Frequently Asked Questions

Why should pg.Pool max be 1 in Lambda?
A serverless execution environment processes exactly one invocation at a time, so a single connection is all that container can ever use concurrently. Any max above 1 reserves additional database slots that sit unused per container but still count against max_connections across the whole fan-out. Setting max: 1 keeps the connection multiplier at one and the total at the number of concurrent containers.
Should I call pool.end() at the end of each handler?
No. Calling pool.end() destroys the pool, so the next warm invocation in the same container must rebuild it with a full TCP and TLS handshake, spiking latency and connection rate. Release the client with client.release() and leave the pool intact at module scope so warm invocations reuse it. Only call pool.end() during an intentional shutdown signal, which serverless rarely provides.
What causes connections to leak when a container is frozen?

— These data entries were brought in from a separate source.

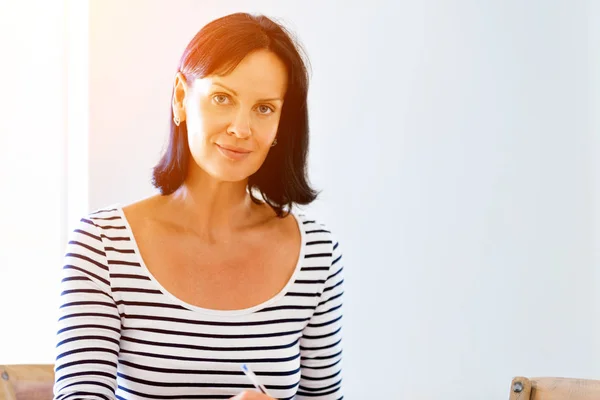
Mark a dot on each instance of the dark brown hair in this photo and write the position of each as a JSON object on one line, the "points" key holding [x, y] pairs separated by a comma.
{"points": [[217, 49]]}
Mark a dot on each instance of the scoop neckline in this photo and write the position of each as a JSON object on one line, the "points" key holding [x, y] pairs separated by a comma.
{"points": [[216, 312]]}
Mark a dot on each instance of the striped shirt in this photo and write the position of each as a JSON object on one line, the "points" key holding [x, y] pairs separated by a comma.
{"points": [[121, 335]]}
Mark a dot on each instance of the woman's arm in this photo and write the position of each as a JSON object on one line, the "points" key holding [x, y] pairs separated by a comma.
{"points": [[89, 326], [320, 345]]}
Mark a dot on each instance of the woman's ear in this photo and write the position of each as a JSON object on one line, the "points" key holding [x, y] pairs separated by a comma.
{"points": [[180, 89]]}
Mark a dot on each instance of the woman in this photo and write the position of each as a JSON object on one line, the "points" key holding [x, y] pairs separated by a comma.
{"points": [[166, 298]]}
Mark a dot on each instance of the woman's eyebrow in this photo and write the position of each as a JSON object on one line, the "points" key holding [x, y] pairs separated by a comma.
{"points": [[235, 93]]}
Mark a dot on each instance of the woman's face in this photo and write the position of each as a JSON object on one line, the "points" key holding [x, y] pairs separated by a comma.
{"points": [[232, 120]]}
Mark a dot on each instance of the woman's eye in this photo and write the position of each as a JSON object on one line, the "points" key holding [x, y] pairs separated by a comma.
{"points": [[220, 99], [265, 109]]}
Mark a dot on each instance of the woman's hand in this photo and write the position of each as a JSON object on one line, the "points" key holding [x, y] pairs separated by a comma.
{"points": [[251, 395]]}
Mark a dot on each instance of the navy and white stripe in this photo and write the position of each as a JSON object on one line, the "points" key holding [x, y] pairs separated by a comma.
{"points": [[123, 336]]}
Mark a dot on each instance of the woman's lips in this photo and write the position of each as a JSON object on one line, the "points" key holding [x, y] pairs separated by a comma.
{"points": [[233, 153]]}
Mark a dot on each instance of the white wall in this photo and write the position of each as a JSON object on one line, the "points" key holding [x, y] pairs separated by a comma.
{"points": [[32, 176], [452, 141], [594, 115]]}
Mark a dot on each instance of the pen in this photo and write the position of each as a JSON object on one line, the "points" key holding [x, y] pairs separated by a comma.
{"points": [[254, 379]]}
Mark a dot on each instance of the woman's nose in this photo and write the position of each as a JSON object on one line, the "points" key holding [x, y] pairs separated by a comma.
{"points": [[240, 126]]}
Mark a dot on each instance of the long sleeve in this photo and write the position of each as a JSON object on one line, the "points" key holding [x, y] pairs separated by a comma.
{"points": [[89, 326], [321, 342]]}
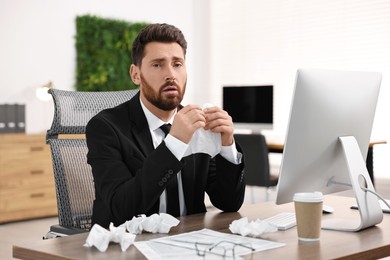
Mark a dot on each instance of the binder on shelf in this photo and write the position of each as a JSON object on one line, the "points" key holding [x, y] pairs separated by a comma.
{"points": [[10, 113], [3, 120], [20, 118]]}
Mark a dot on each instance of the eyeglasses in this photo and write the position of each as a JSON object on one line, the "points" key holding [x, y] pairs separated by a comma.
{"points": [[225, 249]]}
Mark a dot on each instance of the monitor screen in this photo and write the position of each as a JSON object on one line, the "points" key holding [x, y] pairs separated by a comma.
{"points": [[251, 107], [327, 106]]}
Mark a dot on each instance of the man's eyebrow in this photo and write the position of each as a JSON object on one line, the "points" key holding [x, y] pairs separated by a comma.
{"points": [[165, 59]]}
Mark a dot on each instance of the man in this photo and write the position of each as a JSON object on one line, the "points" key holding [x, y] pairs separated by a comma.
{"points": [[134, 164]]}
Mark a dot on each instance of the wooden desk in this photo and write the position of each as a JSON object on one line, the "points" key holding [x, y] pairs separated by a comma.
{"points": [[276, 145], [371, 243]]}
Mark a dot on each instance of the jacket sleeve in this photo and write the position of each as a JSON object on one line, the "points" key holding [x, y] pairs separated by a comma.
{"points": [[127, 181]]}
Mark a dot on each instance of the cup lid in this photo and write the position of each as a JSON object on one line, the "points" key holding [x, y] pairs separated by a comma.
{"points": [[308, 196]]}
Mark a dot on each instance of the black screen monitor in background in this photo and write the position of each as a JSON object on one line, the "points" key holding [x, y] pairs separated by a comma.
{"points": [[251, 107]]}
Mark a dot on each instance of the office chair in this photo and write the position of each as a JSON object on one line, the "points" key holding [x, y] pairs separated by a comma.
{"points": [[72, 174], [257, 169]]}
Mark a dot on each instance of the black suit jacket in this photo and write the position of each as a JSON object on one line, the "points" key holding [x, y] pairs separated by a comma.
{"points": [[130, 175]]}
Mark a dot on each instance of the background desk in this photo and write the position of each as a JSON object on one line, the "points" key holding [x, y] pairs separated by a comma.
{"points": [[276, 145], [372, 243]]}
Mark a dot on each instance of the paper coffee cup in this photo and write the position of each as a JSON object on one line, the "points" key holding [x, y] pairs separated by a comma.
{"points": [[308, 213]]}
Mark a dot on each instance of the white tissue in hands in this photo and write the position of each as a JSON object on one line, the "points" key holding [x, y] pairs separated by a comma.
{"points": [[204, 141], [101, 237], [254, 228], [156, 223]]}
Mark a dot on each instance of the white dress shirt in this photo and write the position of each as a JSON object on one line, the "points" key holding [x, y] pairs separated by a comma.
{"points": [[178, 149]]}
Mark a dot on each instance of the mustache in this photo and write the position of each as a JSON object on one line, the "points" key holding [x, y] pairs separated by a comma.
{"points": [[169, 84]]}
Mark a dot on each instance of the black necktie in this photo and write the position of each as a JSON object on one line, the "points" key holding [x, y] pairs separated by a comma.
{"points": [[173, 207]]}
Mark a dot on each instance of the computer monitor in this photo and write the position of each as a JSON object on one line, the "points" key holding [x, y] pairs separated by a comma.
{"points": [[327, 140], [251, 107]]}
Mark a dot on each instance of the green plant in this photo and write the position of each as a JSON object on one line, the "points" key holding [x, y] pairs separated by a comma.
{"points": [[103, 49]]}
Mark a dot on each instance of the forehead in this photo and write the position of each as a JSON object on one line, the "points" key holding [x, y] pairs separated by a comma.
{"points": [[163, 50]]}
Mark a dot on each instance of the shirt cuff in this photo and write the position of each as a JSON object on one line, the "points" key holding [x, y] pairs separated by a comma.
{"points": [[177, 147], [231, 154]]}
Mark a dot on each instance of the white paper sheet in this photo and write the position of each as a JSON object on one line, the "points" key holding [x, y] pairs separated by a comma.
{"points": [[182, 246]]}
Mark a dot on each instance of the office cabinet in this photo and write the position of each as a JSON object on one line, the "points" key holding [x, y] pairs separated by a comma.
{"points": [[27, 188]]}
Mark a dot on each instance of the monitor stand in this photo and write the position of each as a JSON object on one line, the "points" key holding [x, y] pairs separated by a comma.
{"points": [[368, 204]]}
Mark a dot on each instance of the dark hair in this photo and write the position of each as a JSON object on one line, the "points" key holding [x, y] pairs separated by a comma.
{"points": [[156, 33]]}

The platform can freeze an execution environment between invocations or after a timeout without giving your code a chance to run cleanup. A connection the pool still holds remains open on the database until idle_in_transaction_session_timeout, TCP keepalive, or the proxy reaps it. Minimize the window with a short idleTimeoutMillis and allowExitOnIdle: true, and prefer a proxy that closes idle client connections server-side.
When do I need RDS Proxy or PgBouncer instead of just sizing the pool?
When peak concurrent invocations exceed your database connection budget (max_connections minus reserve), no client-side max can fit, because each container still needs at least one connection. A transaction-mode proxy multiplexes thousands of client connections onto a small server-side pool sized by throughput, decoupling database connections from container count entirely.
Does transaction pooling break anything in node-postgres?
Transaction-mode pooling rotates the underlying server connection between transactions, so session-scoped state does not survive: server-side prepared statements, SET/SET LOCAL outside a transaction, LISTEN/NOTIFY, and advisory locks held across statements all break. Use simple or parameterized queries within a single transaction, and disable client-side statement caching that assumes a stable backend before switching to transaction mode.